Dynamin molecule needs constant company of GTP to form new vesicles, according to method detailed in Cell.

Researchers at The Scripps Research Institute have discovered how a cell actually performs the function of fission. The team created a system that allows them to watch cell membranes bud and then pinch off smaller vesicles in real time under a light microscope.

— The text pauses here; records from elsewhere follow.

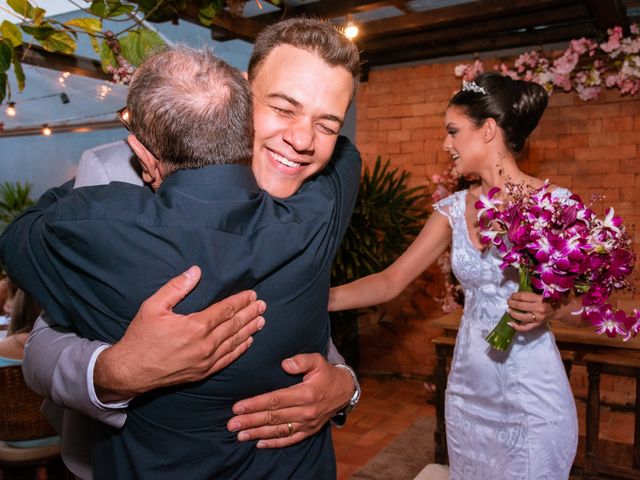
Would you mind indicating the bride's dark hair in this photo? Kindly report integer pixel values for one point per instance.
(515, 105)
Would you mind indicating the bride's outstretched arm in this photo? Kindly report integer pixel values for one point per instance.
(386, 285)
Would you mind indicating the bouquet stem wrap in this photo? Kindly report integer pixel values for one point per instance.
(501, 336)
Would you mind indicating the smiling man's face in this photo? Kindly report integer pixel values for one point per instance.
(299, 106)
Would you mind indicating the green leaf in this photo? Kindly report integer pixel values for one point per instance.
(6, 54)
(40, 33)
(206, 14)
(11, 33)
(138, 43)
(37, 15)
(107, 58)
(59, 42)
(115, 8)
(99, 8)
(92, 25)
(94, 44)
(18, 71)
(21, 7)
(3, 86)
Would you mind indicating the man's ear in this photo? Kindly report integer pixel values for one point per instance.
(489, 129)
(151, 172)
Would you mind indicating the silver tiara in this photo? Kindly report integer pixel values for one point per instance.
(472, 87)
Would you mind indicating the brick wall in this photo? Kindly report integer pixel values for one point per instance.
(588, 147)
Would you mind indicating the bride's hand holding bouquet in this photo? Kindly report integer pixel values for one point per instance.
(561, 248)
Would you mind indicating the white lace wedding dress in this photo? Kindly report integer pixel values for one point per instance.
(509, 415)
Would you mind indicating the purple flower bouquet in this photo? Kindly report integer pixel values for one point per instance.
(560, 247)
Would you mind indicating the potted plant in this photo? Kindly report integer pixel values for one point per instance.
(14, 198)
(388, 215)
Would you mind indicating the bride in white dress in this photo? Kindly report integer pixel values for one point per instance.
(509, 415)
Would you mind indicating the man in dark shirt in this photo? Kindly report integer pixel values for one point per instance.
(215, 217)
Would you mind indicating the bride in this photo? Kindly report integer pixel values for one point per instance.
(509, 415)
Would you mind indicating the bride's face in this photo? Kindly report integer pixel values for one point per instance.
(464, 142)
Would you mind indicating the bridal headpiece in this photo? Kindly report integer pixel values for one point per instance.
(472, 87)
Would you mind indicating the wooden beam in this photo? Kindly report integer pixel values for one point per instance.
(528, 39)
(326, 9)
(458, 15)
(69, 127)
(237, 27)
(549, 17)
(609, 14)
(83, 66)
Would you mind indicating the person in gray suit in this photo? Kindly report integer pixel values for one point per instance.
(67, 369)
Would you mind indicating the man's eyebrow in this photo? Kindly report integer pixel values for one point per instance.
(295, 103)
(284, 97)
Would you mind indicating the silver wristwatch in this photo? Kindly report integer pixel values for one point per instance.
(341, 417)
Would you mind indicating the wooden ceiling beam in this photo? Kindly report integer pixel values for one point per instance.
(609, 14)
(237, 27)
(83, 66)
(62, 128)
(326, 9)
(551, 16)
(517, 40)
(458, 15)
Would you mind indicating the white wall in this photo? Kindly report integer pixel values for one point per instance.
(48, 161)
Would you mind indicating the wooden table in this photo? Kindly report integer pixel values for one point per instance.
(574, 344)
(582, 340)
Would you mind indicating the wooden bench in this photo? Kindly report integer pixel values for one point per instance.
(444, 346)
(627, 365)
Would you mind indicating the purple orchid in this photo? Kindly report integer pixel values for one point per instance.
(563, 247)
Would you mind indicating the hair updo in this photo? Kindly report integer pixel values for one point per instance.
(515, 105)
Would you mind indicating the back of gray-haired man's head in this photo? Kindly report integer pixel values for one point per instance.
(191, 109)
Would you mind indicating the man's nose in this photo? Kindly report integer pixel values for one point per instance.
(300, 135)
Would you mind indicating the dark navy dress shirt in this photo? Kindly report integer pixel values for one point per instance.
(92, 255)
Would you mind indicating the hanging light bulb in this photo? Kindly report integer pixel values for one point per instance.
(11, 110)
(351, 29)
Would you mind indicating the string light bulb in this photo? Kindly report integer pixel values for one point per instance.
(351, 29)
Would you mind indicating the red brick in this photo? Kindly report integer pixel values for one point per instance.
(388, 148)
(586, 126)
(389, 124)
(606, 110)
(630, 108)
(570, 113)
(629, 137)
(603, 166)
(561, 99)
(427, 108)
(412, 147)
(400, 111)
(617, 124)
(399, 135)
(600, 139)
(555, 127)
(412, 123)
(573, 140)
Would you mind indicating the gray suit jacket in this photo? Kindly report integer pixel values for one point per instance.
(56, 362)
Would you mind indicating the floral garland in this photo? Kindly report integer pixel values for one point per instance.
(586, 66)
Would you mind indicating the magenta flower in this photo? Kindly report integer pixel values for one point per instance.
(608, 321)
(562, 246)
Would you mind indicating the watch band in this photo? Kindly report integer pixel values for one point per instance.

The prevailing theory that the molecule dynamin alone creates endocytosis by first forming long hairy spiral chains around the neck of a vesicle and then tightening it was proven incorrect, according to the Scripps team. Close analysis demonstrated that only in the continuous presence of Guanosine-5′-triphosphate (GTP), a purine nucleotide that acts as a fuel, does dynamin form short collars at the neck of the vesicles that then tighten to break them free of the membrane.


“Doing this without leaking is quite a feat,” says Sandra Schmid, Ph.D., chair of the Scripps Research Department of Cell Biology. “A cell’s outside environment is very nasty, and if any of that toxic fluid got into the cell, it would kill it.”


Investigators used tiny glass beads—200 of them could fit on to the head of a pin—and formed membranes around each one of them. Every bead contained a loosely fitting bi-layer membrane, just like a cell would have.


The scientists then added dynamin alone and watched what occurred. The beads formed long hairy spirals, just as the prevailing hypothesis would predict, but surprisingly no fission took place even when they added GTP later.


The researchers then tried a slightly different condition. They added GTP first and then dynamin to the membrane beads. In this case the team didn’t see any hairy structures whatsoever, just little vesicles popping off the beads – exactly what happens in cellular fission.


The article appears in the December 11 online issue of the Cell.